Force et justice des Dieux immortels ! Clairement se manifestait la puissance fulgurale de Zeus. Les Faits authentiques transparurent sous les symboles de leurs apparences : je compris la signification de ces choses, et que moi, Barbare indigne, j’avais assisté au jeu des mythes éternels, — au foudroiement d’un Titan !
La pluie commençait, à grosses gouttes claquantes. L’orage, son rôle accompli, s’apaisait, et relâchait en ondée les nuages superflus. Je me réfugiai dans la cabane du custode, où celui-ci mastiquait goulûment un chanteau de pain gris ; et sous le toit mitraillé par l’averse, j’expérimentai, machinal, le réconfort du fromage de chèvre à goût de suif.

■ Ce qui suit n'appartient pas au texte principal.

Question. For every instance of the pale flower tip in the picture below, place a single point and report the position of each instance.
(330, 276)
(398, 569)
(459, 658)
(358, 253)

Mais quand je m’aperçus que l’homme, égaré, avait perdu tout souvenir de la catastrophe, lorsqu’il m’offrit de reprendre la visite des ruines, une lâcheté subite m’aveulit. J’eus peur, à ce souffle de démences contagieuses ; et je m’enfuis, par la route ensablée, avec la fixe obsession de ce foudroiement — au-dessus de l’analyse et de l’examen, — châtiment du blasphème et du sacrilège.
Sur la grand’route, la diligence de Sciacca me joignit. Harassé d’émotion, je me calai en un coin de la guimbarde vide, regardant avec hébétude défiler le paysage familier de Sicile, figuiers d’Inde en bronze vert, aloès en zinc bleu. Et l’odeur de la terre mouillée entrait par les vitres baissées, avec le parfum des citronniers, vernis de pluie.
Je fus à Castelvetrano pour le passage de l’express. Mais sa trépidation attaqua, sans la dissoudre, ma somnambulique hantise qu’entretenaient les pourpres somptuosités du couchant apollinien.
A Palerme enfin, quand je retrouvai les lunes électriques de la via Macqueda, la rumeur joviale des Quattro Canti, les trottoirs de flâne vespérale et le luxe illuminé des magasins, je me sentis à l’abri des Dieux.
Mais ce fut seulement rafraîchi, en des habits secs, à la table claire du restaurant polyglotte, à partir du moment où le garçon inclina sa calvitie luisante pour me signaler au menu certaine friture de poulpes et d’anchois, que je commençai à ratiociner congrûment sur cette bizarre journée de sirocco, et à mieux apprécier tout l’absurde anachronisme de cette invraisemblable histoire.